The 2020 Manifesto for Medicine sets out the body’s views on how political leaders should capitalise on the strength of the UK’s pharmaceutical industry, which employs more than 63,000 people, in the years ahead.
“Medicines are transforming our lives like never before,” says the document. “We want the UK to be the best place in the world to research, develop and use the medicines of the future.”
In order to “improve the health of UK patients”, it says, the next government should work towards world-leading access to cutting edge medicines and vaccines, prioritise health in the future EU/UK relationship, and “build a thriving environment for medicines discovery”.
The authors highlight the Voluntary Scheme for Branded Pricing and Access (VPAS), an agreement between the government, the NHS and the ABPI signed into being earlier this year.
It caps the growth of NHS branded medicines expenditure at two percent per annum for the next five years, and obliges companies to pay anything spent over this rate directly back to the government.
“The agreement means that the NHS has complete predictability on how much it spends on branded medicines, supports NHS patients to get new medicines quickly, and helps to foster innovation in the pharmaceutical industry,” says the manifesto.
Creating a global medicines powerhouse
The agreement paves the way to making the UK the best place in the world for patients to access breakthrough medicines and vaccines, it went on.
“Creating an NHS ‘fit for the future’ is about embracing cutting-edge technology so all patients in the UK have access to world-class standards of care and disease prevention. Working together, the ABPI and the next government can deliver patient access to the latest medicines and vaccines,” say the authors.
They also recommended that money paid back into the NHS by pharmaceutical companies under the VPAS be used to fund access and uptake initiative for new medicines, and that NICE “evolve” to boost access.
“The next government should value patients’ lives more than ever before. The baseline cost effectiveness thresholds currently used by NICE, unchanged for over 20 years, need to be applied much more flexibly to reflect the full impact of new medicines on patients, carers, the NHS and society.
“[It should also] increase the number of clinical trials in the UK, so that patients can benefit from the latest new medicines. This can be done by driving collaboration between the NHS and the life sciences sector and can support the NHS to become a global research powerhouse.”
Close relationships with EU partners
The Brexit question hangs heavily over the election, but if the UK is to become a world leader in the delivery of new treatments, it needs a close relationship with the EU, says the ABPI and its members.

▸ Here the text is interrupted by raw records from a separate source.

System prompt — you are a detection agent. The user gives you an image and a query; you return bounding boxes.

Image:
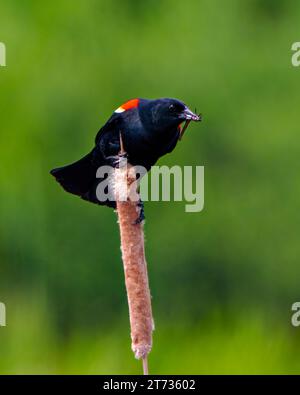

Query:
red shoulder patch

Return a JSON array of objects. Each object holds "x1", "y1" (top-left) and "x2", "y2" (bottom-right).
[{"x1": 115, "y1": 99, "x2": 140, "y2": 112}]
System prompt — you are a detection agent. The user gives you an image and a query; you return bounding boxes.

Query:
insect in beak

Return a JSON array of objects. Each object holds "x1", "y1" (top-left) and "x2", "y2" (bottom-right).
[{"x1": 179, "y1": 107, "x2": 202, "y2": 140}]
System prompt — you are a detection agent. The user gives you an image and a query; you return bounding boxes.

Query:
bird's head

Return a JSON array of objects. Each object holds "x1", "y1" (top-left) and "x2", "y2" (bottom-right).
[{"x1": 139, "y1": 98, "x2": 201, "y2": 138}]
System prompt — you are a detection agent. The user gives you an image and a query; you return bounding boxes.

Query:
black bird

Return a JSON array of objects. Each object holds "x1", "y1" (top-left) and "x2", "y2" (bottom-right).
[{"x1": 51, "y1": 98, "x2": 201, "y2": 212}]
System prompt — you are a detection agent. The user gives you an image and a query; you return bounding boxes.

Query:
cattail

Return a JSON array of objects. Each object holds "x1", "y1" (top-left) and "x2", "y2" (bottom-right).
[{"x1": 114, "y1": 141, "x2": 154, "y2": 374}]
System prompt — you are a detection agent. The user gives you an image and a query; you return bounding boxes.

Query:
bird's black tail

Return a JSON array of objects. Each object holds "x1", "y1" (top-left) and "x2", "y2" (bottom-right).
[{"x1": 50, "y1": 150, "x2": 114, "y2": 207}]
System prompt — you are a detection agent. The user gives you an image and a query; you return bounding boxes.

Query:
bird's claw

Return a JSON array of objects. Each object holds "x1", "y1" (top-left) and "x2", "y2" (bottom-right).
[{"x1": 133, "y1": 200, "x2": 145, "y2": 225}]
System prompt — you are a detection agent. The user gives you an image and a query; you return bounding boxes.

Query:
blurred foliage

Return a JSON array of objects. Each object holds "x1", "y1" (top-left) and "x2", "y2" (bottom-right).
[{"x1": 0, "y1": 0, "x2": 300, "y2": 373}]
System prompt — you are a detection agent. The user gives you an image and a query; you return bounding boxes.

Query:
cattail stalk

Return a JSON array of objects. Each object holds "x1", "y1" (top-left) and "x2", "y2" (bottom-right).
[{"x1": 114, "y1": 138, "x2": 154, "y2": 374}]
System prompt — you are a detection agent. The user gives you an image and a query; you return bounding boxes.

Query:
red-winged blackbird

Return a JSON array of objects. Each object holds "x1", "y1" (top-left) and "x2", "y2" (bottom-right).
[{"x1": 51, "y1": 98, "x2": 201, "y2": 207}]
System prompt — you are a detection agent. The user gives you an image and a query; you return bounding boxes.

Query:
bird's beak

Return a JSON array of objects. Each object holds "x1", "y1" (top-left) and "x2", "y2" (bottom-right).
[
  {"x1": 179, "y1": 107, "x2": 202, "y2": 140},
  {"x1": 182, "y1": 107, "x2": 201, "y2": 122}
]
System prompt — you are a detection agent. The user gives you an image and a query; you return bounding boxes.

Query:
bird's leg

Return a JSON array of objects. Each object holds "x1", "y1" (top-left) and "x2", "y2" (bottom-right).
[{"x1": 134, "y1": 199, "x2": 145, "y2": 225}]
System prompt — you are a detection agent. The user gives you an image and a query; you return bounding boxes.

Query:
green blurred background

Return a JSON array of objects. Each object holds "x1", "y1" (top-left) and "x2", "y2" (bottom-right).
[{"x1": 0, "y1": 0, "x2": 300, "y2": 374}]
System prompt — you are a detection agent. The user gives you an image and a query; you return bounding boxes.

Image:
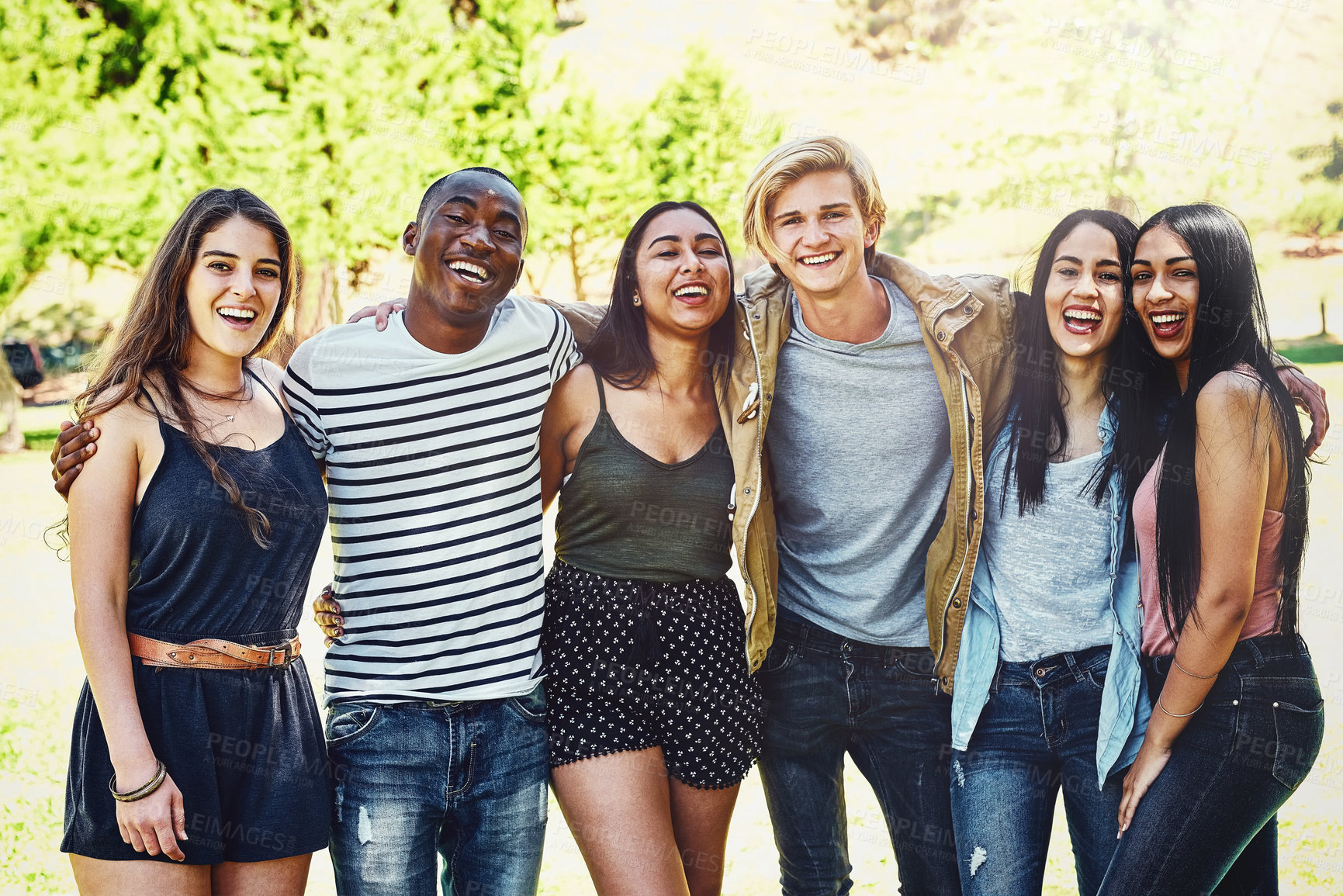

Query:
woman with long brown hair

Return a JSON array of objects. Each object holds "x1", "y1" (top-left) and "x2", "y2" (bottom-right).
[{"x1": 61, "y1": 189, "x2": 331, "y2": 894}]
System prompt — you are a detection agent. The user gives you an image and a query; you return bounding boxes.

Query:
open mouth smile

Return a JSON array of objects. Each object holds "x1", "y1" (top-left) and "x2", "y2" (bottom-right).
[
  {"x1": 215, "y1": 306, "x2": 257, "y2": 329},
  {"x1": 672, "y1": 283, "x2": 709, "y2": 305},
  {"x1": 1147, "y1": 312, "x2": 1189, "y2": 338},
  {"x1": 1064, "y1": 306, "x2": 1104, "y2": 336},
  {"x1": 447, "y1": 259, "x2": 494, "y2": 283}
]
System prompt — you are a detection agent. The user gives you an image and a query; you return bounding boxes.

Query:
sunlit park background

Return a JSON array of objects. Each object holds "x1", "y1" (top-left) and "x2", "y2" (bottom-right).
[{"x1": 0, "y1": 0, "x2": 1343, "y2": 894}]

Membership has shaped and reinforced much of the life sciences industry’s scientific, regulatory and trade infrastructure. Sharing information on medicine safety and infectious disease control, as well as cross-Europe clinical trial design, have contributed to health security in the UK, the manifesto says.
To maintain and build upon this position, the next government should secure a deal with the EU to protect against disruption in the supply of medicines, as well as seek co-operation on drug regulation through a “meaningful contribution” to the European Medicines Agency.
Access to talent, through policies that facilitate and reciprocate freedom of movement for scientists, researchers and others, and collaboration with Horizon Europe, are also called for in the document.
“As the UK leaves the European Union, the government should prioritise building a new partnership that puts patients first and allows the UK to be a world leader in the delivery of new treatments,” it says.
A thriving environment
Ultimately, the ABPI believes that the pharmaceutical industry, which invests £4.3 billion in R&D every year, is critical to the health of the UK’s population and the success of the country as a whole.
“The sector is fully behind the aspiration to boost R&D investment to 2.4 per cent of GDP by 2027, and up to three per cent in the longer term. The next government should reinforce a commitment to this target,” says the manifesto.
“Increasing investment in science will help provide the good quality jobs and innovation that will drive the future of the UK economy. Collaboration with industry will be essential to achieve this ambition.”
Boosting R&D investment, modernising the R&D tax credit and capital grant structure, and creating a new life sciences skills fund would all “build on the excellence of the UK’s life sciences sector”.
And this, the ABPI argues, will ensure the country remains a world leader in healthcare whatever happens on election day and beyond.